Дверь за Никой закрылась, я допил кофе, вкусное, кстати, и, кинув пятисотенную на столик, вышел.
— Всё слышал? — На улице Ника подхватила меня под руку.
— Слышал. Только это нам ничего не даёт?
Я рассеянно оглядывал улицу, скользя взглядом по прохожим. По парочкам и группам молодёжи, тусующимся вдоль аллеи.
— Ты прав. Описание внешности скудное. Причёска, одежда. Ничего конкретного. Только имя...
— Он мог назваться любым, не обязательно своим.
В кармане, голосом Заз, требовательно заголосил мобильник.
— Да. — Не глядя на дисплей, пробурчал я в трубу.
— Как дела? — Голос мужской, молодой – высокий и на взводе.
— Кто это? — Я не узнал говорившего.
— Мы с тобой уже беседовали, вчера ночью.
— Ты, — я весь подобрался, — Несчастный, ну здорово.
— Искать меня пришёл, прочитал, значит, нашу переписку, и как только смог?
Пальцы Ники впились мне в руку:
Я посмотрел на неё – испуганные глаза и закушенная губа, и прижал палец к губам.
— Только это тебе не поможет.
— Поможет, — начал закипать я, — я найду тебя и убью.
Народ, проходивший мимо, начал оглядываться на меня, я и не заметил, что почти кричал.
— Ума хватит. Ты вот не допёр, что я тебя вижу, а я просчитал, что ты можешь сюда заявиться.
Я завертел головой, всматриваясь в прохожих. Чёрт возьми! Такое ощущение, что все говорят по телефону.
— Что ты башкой вертишь? Меня надеешься увидеть? Тогда ты ещё больший дурак, чем я думал.
Я его не видел. А он меня, да. Значит, он где-то рядом. Плохо! Я вновь принялся рассматривать окружающих меня людей. Бесполезно! Да, чтоб тебя! Стоп. А если так?

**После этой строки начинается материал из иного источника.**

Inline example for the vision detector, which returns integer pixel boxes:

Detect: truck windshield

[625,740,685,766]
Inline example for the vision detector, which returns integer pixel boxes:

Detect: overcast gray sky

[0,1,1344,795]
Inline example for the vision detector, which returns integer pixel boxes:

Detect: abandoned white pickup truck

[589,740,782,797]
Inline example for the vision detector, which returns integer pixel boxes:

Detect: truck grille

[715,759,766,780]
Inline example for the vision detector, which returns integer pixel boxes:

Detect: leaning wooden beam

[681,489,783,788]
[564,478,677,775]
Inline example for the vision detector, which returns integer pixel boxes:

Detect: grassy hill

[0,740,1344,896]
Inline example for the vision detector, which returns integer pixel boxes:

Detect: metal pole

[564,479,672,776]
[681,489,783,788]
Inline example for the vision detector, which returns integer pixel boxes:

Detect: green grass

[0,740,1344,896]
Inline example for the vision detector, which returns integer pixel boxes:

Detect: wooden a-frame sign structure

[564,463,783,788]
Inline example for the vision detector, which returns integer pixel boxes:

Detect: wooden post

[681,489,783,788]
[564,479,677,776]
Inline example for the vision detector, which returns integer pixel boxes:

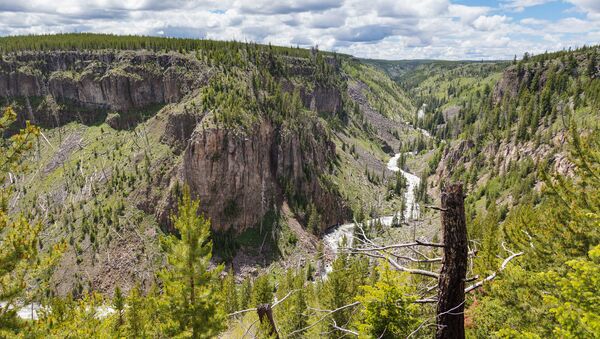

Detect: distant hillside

[0,34,420,295]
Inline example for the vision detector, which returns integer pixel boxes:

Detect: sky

[0,0,600,60]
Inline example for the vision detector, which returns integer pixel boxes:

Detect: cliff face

[183,118,348,231]
[0,51,206,127]
[0,51,349,235]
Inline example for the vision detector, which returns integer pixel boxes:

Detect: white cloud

[472,15,507,31]
[0,0,600,59]
[503,0,556,12]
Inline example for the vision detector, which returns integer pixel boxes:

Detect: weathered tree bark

[256,304,279,338]
[436,184,468,339]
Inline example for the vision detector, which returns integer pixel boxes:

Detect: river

[323,153,421,274]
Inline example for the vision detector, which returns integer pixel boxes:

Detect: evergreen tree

[112,286,125,331]
[252,274,273,307]
[221,269,240,313]
[356,263,418,339]
[0,107,40,337]
[160,187,225,338]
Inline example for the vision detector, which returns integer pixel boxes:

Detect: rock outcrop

[183,118,349,231]
[0,51,207,127]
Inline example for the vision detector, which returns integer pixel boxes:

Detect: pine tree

[252,274,273,307]
[221,269,239,313]
[125,285,146,338]
[112,286,125,331]
[356,263,418,339]
[160,187,225,338]
[0,107,40,337]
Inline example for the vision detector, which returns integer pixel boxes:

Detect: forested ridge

[0,34,600,338]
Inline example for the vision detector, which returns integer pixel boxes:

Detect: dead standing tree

[436,184,469,339]
[229,184,523,338]
[346,184,523,338]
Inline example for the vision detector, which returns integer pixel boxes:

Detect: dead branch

[465,251,523,293]
[423,205,448,212]
[288,301,360,337]
[227,290,299,317]
[331,319,358,337]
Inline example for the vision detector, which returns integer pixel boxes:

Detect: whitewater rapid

[323,153,421,273]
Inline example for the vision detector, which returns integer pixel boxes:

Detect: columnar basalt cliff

[0,50,350,236]
[183,121,349,234]
[0,51,206,127]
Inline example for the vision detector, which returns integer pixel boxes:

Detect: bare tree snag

[256,304,279,338]
[436,184,468,339]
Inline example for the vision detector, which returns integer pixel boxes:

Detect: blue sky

[0,0,600,60]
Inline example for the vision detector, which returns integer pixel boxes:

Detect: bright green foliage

[126,286,147,338]
[160,188,225,338]
[320,251,369,338]
[112,286,125,331]
[472,129,600,337]
[274,270,312,337]
[0,107,40,337]
[544,246,600,338]
[221,269,240,314]
[356,264,419,339]
[238,278,252,310]
[307,204,321,234]
[25,293,112,338]
[252,274,273,307]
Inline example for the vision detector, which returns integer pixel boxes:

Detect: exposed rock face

[0,51,349,231]
[0,51,206,126]
[183,122,348,231]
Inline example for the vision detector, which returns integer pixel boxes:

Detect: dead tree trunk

[256,304,279,338]
[436,184,468,339]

Чёрный экран. Золотисто-оранжевые цифры.
Я шагнул из дверей кафе. Ладонь Ники на локте. Смотрю на противоположную сторону улицы, на небольшую аллею с памятником писателю в центре, окружённую невысокой оградой.
Звонит в кармане телефон.
Верчу башкой, всматриваясь в гуляющую группами и парочками, молодёжь. Эти меня не интересуют. Одиночки, мне нужны одиночки. И не в толпе, иначе всего не скажешь – услышать могут.
Взгляд скользит, переходя с одного человека на другого.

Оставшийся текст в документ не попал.